Grammar or Strucutred Output A formal structure that constrains the LLM's output to a set "vocabulary".
GBNF GGML Backus-Naur Form - a way to define structured output formats like JSON schemas.

Handling LLM Responses

The System Prompt: Setting LLM Behavior

You've used this already, but let's talk about making it really work for you. The system prompt defines how the LLM should behave:

# Character-based behavior
system_prompt = """You are a sarcastic but brilliant wizard.
Your answers are always accurate, but delivered with a dry wit.
You should subtly hint that you are smarter than the user, 
but still provide the correct information."""

# Task-specific behavior
system_prompt = """You are a translation assistant.
You will be given text in any language. Your job is to translate 
it into formal, academic French.
Do not add any commentary or conversational text. 
Respond only with the translated text."""

Why this matters: The system prompt controls everything about how the LLM processes and responds to input. It's your primary tool for getting the behavior you want.

Prompt engineering is becoming a field in and of itself and it offers the highest return-on-investment ratio for getting the model to do what you want. So get familiar with several techniques like chain of thought, few-shot vs multishot prompting, three geniouses etc..

GPU Usage: Speed Things Up

By default, NobodyWho tries to use your GPU if you have one. This makes everything much faster:

# This is already the default, but you can be explicit
model.use_gpu_if_available = true
// This is already the default, but you can be explicit
model.useGpuIfAvailable = true;

When to turn this off: there are some scernarios where it might actually be better to use system ram:

  • If you use as model that is not required to provide an immediate asnwer it might be advantageous.
  • If you need a really large model that most of you end users will not have the hardware to support running on the GPU.
  • If you have a small model and dont want to give more strain it might be fast enough to run on the CPU instead of the GPU - allowing you to have more vram available for graphics.

Context Length: How Much the LLM Remembers

The LLM maintains context (memory of the conversation/interaction), but only up to a point.

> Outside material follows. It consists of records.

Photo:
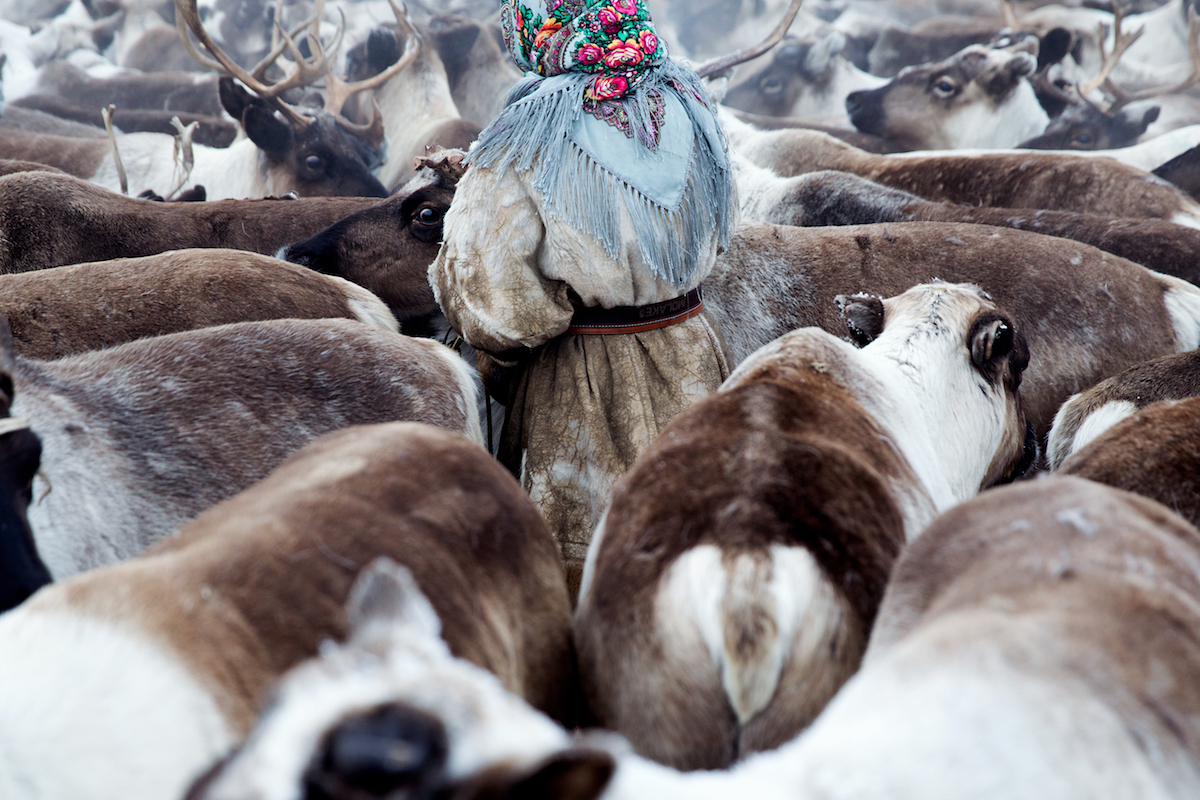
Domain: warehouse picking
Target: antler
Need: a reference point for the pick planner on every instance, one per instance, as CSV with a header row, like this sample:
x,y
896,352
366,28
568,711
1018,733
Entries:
x,y
305,72
750,53
1121,43
1008,8
339,91
1120,96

The default is 4096 tokens (roughly 3000 words):

# Default is fine for most uses
context_length = 4096

# Increase for longer contexts
context_length = 8192
// Default is fine for most uses
chat.contextLength = 4096;

// Increase for longer contexts
chat.contextLength = 8192;

Trade-off: Longer context = more memory usage. The general rule of thumb is to start with the default or less and only increase if you need the LLM to remember more.

Context-switching: NobodyWho takes care of doing the context switching for you, however the current implementation also deletes your system prompt, leading to the model 'forgetting' their instructions after enough time. We are planning to make a more aware context switching, but until then - keep this in mind when choosing your context length.

Streaming Responses vs Waiting for Complete Output

You have two main approaches for handling LLM responses, and choosing the right one depends on your use case:

Streaming gives you each token as it's generated - good for user interfaces where you want immediate feedback.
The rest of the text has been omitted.